🤖 AI Summary
Current retrieval systems struggle to effectively handle complex queries involving logical constraints (e.g., AND, OR, NOT), often suffering from performance limitations due to either ignoring such constraints or relying on unreliable generative reasoning. This work proposes OrLog, a novel framework that decouples predicate credibility estimation from probabilistic logical inference without requiring generation. Specifically, OrLog leverages a single forward pass of a large language model to assess the credibility of atomic predicates, then employs a probabilistic inference engine to compute the posterior probability that a query is satisfied. By eliminating the need for explicit query structure and complete evidence—common requirements in traditional neuro-symbolic systems—OrLog substantially improves top-1 accuracy, particularly for disjunctive queries, while reducing average token consumption by approximately 90%.
📝 Abstract
Resolving complex information needs that come with multiple constraints should consider enforcing the logical operators encoded in the query (i.e., conjunction, disjunction, negation) on the candidate answer set. Current retrieval systems either ignore these constraints in neural embeddings or approximate them in a generative reasoning process that can be inconsistent and unreliable. Although well-suited to structured reasoning, existing neuro-symbolic approaches remain confined to formal logic or mathematics problems as they often assume unambiguous queries and access to complete evidence, conditions rarely met in information retrieval. To bridge this gap, we introduce OrLog, a neuro-symbolic retrieval framework that decouples predicate-level plausibility estimation from logical reasoning: a large language model (LLM) provides plausibility scores for atomic predicates in one decoding-free forward pass, from which a probabilistic reasoning engine derives the posterior probability of query satisfaction.
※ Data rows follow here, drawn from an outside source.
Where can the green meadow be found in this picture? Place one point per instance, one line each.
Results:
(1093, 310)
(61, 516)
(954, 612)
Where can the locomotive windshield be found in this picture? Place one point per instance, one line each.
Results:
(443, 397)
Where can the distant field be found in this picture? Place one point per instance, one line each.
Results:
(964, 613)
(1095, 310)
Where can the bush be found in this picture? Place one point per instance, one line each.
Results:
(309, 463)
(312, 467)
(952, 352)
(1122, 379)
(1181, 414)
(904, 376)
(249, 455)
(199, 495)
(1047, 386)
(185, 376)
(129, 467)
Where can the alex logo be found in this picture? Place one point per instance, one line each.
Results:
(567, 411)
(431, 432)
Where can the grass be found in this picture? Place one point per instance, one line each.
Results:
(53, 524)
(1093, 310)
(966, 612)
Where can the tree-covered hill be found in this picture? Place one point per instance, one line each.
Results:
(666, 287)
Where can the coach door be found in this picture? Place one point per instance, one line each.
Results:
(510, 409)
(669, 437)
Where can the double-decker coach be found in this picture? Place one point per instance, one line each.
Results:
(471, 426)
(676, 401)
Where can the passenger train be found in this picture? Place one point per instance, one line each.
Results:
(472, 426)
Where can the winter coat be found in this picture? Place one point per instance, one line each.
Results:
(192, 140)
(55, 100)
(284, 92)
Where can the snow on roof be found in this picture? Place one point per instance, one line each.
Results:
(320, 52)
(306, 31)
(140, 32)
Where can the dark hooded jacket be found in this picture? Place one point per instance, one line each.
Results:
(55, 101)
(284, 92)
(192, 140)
We evaluate OrLog across multiple backbone LLMs, varying levels of access to external knowledge, and a range of logical constraints, and compare it against base retrievers and LLM-as-reasoner methods. Provided with entity descriptions, OrLog can significantly boost top-rank precision compared to LLM reasoning with larger gains on disjunctive queries. OrLog is also more efficient, cutting mean tokens by $\sim$90\% per query-entity pair. These results demonstrate that generation-free predicate plausibility estimation combined with probabilistic reasoning enables constraint-aware retrieval that outperforms monolithic reasoning while using far fewer tokens.